A benchmarking zoo for speech recognition
Because comparing ASR models across YouTube clips, news broadcasts, and crosstalk comedy shouldn't require building your own pipeline from scratch.

What it does
SpeechIO Leaderboard is a one-stop shop for benchmarking automatic speech recognition systems. It bundles curated test sets (academic and real-world), wrappers for dozens of commercial APIs and open-source models, and a standardized pipeline that runs data prep → recognition → scoring. The goal: anyone can reproduce someone else’s ASR numbers without reverse-engineering their setup.
The interesting bit
The real value is the “SpeechIO Test Sets” — 46 hand-curated Chinese audio collections scraped from YouTube, TV, podcasts, and livestreams, professionally transcribed, and rated 1–5 stars for difficulty. Want to know how your model handles a Sichuan-accented film, a livestreamed lipstick sale, or classical Chinese poetry? There’s a dataset for that. Some are locked behind a key icon, but the unlocked ones already cover more realistic scenarios than most academic benchmarks touch.
Key highlights
- 18+ academic test sets for English and Chinese (LibriSpeech, GigaSpeech, AISHELL, etc.)

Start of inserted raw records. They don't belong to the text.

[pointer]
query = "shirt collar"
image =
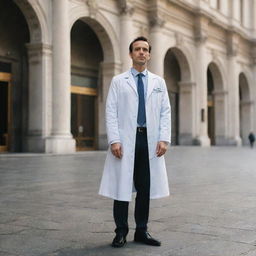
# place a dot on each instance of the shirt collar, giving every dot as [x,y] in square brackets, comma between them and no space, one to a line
[135,72]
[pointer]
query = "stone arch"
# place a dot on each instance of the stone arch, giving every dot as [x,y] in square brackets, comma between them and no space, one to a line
[216,105]
[103,29]
[35,19]
[181,93]
[111,60]
[245,108]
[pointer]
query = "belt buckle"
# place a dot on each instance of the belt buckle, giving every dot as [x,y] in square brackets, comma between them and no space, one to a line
[140,129]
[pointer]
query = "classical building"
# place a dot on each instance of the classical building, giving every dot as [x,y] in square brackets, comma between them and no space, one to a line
[57,58]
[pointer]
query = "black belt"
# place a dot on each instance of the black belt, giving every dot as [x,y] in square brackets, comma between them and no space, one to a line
[142,129]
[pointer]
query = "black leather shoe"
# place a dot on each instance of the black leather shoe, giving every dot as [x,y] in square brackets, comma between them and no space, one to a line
[119,240]
[145,238]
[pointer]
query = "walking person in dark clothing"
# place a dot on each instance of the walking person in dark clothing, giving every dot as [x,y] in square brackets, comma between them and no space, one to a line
[251,138]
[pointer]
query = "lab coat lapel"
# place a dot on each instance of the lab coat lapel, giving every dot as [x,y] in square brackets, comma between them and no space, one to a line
[130,80]
[150,84]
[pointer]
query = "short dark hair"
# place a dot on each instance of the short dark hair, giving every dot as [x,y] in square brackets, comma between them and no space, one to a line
[140,38]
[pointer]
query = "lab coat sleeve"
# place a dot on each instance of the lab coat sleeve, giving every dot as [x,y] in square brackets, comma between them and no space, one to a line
[112,113]
[165,116]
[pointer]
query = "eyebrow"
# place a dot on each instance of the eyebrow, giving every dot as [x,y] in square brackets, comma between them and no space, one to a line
[144,48]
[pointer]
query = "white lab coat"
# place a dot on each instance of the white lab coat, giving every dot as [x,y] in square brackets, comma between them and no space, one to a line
[121,122]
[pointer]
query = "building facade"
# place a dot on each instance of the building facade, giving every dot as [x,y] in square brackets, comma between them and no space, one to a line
[57,59]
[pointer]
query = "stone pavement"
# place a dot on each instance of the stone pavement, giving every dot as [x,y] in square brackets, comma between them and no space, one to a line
[49,205]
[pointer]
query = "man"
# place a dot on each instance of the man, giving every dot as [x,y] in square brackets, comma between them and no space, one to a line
[138,129]
[251,138]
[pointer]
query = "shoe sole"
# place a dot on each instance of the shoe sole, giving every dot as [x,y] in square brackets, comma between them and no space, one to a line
[119,246]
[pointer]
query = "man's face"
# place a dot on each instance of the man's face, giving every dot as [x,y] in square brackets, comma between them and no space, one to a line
[140,53]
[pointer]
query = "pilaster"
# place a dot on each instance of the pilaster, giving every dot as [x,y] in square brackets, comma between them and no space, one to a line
[60,140]
[201,35]
[233,81]
[157,22]
[126,31]
[186,113]
[39,121]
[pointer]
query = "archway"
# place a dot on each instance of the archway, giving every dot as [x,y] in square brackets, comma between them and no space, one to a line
[13,77]
[88,72]
[216,106]
[180,88]
[245,109]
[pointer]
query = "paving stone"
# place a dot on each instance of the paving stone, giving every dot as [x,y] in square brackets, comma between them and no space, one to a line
[49,205]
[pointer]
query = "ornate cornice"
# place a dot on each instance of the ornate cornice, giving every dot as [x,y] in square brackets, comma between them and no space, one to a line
[93,7]
[125,7]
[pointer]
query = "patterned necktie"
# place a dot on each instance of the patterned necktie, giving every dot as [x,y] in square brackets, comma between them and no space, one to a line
[141,120]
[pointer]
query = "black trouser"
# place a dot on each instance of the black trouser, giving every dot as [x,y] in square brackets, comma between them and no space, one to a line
[141,180]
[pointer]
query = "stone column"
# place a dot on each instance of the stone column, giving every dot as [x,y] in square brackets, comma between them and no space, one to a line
[246,108]
[61,140]
[108,71]
[220,112]
[186,113]
[201,27]
[126,33]
[233,90]
[156,64]
[39,121]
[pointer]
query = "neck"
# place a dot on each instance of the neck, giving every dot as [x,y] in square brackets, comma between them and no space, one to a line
[139,68]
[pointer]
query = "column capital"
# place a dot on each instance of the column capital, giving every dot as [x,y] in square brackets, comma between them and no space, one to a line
[201,28]
[219,93]
[37,50]
[246,102]
[186,86]
[156,21]
[93,7]
[126,7]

- 46 custom Chinese test sets spanning news, gaming livestreams, stand-up comedy, regional accents, even hearing-impaired speech
- Pre-built model wrappers for major cloud APIs (Alibaba, Amazon, Baidu, Google, Microsoft, Tencent) and local open-source models
- Standardized pipeline: download → decode → score with WER/CER, no bespoke scripts needed
- Difficulty ratings and scenario tags make it easy to target weak spots
Caveats
- Roughly half the Chinese test sets are locked (marked with ✗); the README doesn’t explain how to unlock them
- The English model list in the README is truncated mid-table; full coverage is unclear without digging into the repo
- No visible English equivalent to the rich Chinese real-world test sets — the project is heavily China-centric
Verdict
Grab this if you’re building or choosing ASR systems for Chinese media, or if you need to sanity-check vendor API claims against a common baseline. Skip it if your focus is English-only and you’re already happy with LibriSpeech numbers that don’t reflect real-world noise.